Monday, November 30, 2015

Japan Govt to promote LED lamps, ban fluorescents - Great News

Jiji Press TOKYO (Jiji Press)


The government plans to tighten its energy-efficiency standards for lamps to effectively ban production and imports of fluorescents and incandescents, informed sources said Thursday.
The move is aimed at promoting the replacement of such lamps with light-emitting diode ones, in an effort to reduce carbon dioxide emissions.
According to the industry ministry, the adoption rate for LED lamps in Japan came to 9 percent in fiscal 2012, which ended in March 2013, while the government targets achieving almost 100 percent by fiscal 2030.
LED lamps are durable for longer periods of time than other lamps are, and their power consumption is about one eighth of that of incandescents.
But LED lamps are much more expensive. In large home electronics stores in the country, a 60-watt fluorescent bulb is usually priced at around ¥700, much lower than some ¥2,000 for an LED one.
Under the current “top runner” system, energy-saving requirements are set for each product category, based on the highest energy-efficient performance in each category.
LED and other lamps are treated separately in the system, but the government now plans to unify lamp categories so that only LED lamps can meet requirements for the unified category.
Details of the plan are expected to be drawn up by an industry ministry panel by the end of fiscal 2016.

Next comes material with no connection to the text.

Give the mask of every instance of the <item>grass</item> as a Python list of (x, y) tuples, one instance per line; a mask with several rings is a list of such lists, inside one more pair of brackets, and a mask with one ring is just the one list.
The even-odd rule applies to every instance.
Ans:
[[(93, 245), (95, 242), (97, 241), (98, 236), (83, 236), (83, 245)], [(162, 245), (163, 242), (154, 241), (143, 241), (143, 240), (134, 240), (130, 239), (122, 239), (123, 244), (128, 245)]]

New Buzzword "Li-Fi" 100 Times Faster Than "Wi-Fi"

 Li-Fi technology to be 100 times faster than Wi-Fi

But that may all change with the newly tested technology of "li-fi", which can achieve stable speeds up to 100 times faster than wi-fi. Well, scientists have just announced they have innovated a form of wireless computer communications that they claim to be 100 times faster than Wi-fi. The data was received by a binary code by flashing LED lights on and off by creating a morse code. The new wireless technology uses Visible Light Communication (VLC) or infra-red and near ultra violet spectrum.

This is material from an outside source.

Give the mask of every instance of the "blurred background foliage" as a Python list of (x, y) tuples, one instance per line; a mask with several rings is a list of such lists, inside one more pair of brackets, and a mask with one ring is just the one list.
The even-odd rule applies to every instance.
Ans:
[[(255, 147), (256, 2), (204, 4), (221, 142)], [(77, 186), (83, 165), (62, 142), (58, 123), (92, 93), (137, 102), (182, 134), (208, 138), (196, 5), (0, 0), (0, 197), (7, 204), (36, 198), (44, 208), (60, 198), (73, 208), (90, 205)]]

BBC reports that Estonian start-up Velmenni recently completed the first real world test of visible light spectrum-based Wi-Fi, cleverly dubbed Li-Fi by Edinburgh University professor Harald Hass after first demonstrating the technology in a 2011 TED talk. Li-Fi might just be the next one.
"When a constant current is applied to an LED [light-emitting-diode] lightbulb, a constant stream of photons are emitted from the bulb which is observed as visible light. We're also performing a pilot project having a personal client where we're establishing a Lifi system to get into the Internet within their workplace space". "We only had to keep your micro-control board in front of the laptop screen (GUI) and the data was transferred wirelessly using visible light communication". Today, professionals took Li Fi out of the research for that first time, screening it in offices and professional situations. Because gentle can not pass through surfaces, think about it, that you don't have to be anxious about your annoying neighbour looking to compromise into your internet and stealing knowledge. Rather, the two systems may be applied together to accomplish secure and more effective systems. That address was delivered four years ago, and many people speculated that, like a lot of apparent revolutionary breakthroughs, Li-Fi would go the way of other "next big things" and not come to fruition.
But the technology also has its drawbacks - most notably the fact that it can not be deployed outdoors in direct sunlight, because that would interfere with its signal. Li-Fi is a bidirectional, fully networked wireless communication technology similar to Wi-Fi, which works at very high speed.